In the internet age, there are any number of ways that cartelists can communicate and reach an understanding or agreement not to compete without meeting physically in person, although, as noted above, almost any method of communicating electronically will leave a trail.
How firms will cartelise markets in the post-pandemic age remains uncertain (although, as noted, the means available for them to do so are well known). Whether they will do so seems certain if history is a guide. As the noted economist Adam Smith stated: “People of the same trade seldom meet together, even for merriment and diversion, but the conversation ends in a conspiracy against the public, or some contrivance to raise prices.”
This chapter discusses trends and developments in two areas that have seen significant public and private antitrust enforcement in recent years: so-called two-sided-market cases and pharmaceutical generic-exclusion cases. Although the legal issues are different, they concern the ability of a 130-year-old statute to adapt to new areas of commerce, new technologies and new forms of anti-competitive conduct.
Disclosure: Kenny Nachwalter has represented plaintiffs in cases raising the issues discussed below, including some of the cases cited. It also submitted amicus briefs to the Supreme Court in both the Amex and the Actavis cases.
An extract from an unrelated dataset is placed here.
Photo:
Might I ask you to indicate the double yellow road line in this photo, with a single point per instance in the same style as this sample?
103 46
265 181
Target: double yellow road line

Ohio v American Express Co.: An Early Status Report
On 25 June 2018, the Supreme Court voted 5-4 to affirm the ruling of the Second Circuit that the government had failed to prove that the no-discrimination provision in Amex’s merchant acceptance agreements violates Section 1 of the Sherman Act (see Ohio v Am. Express Co., 138 S. Ct. 2274 (2018) (“AmEx”)). Two years on, lower-court decisions have struggled with how to implement the Court’s mandate to define a single product market for transactions platforms given the often starkly different competitive conditions on opposite sides of the platform market.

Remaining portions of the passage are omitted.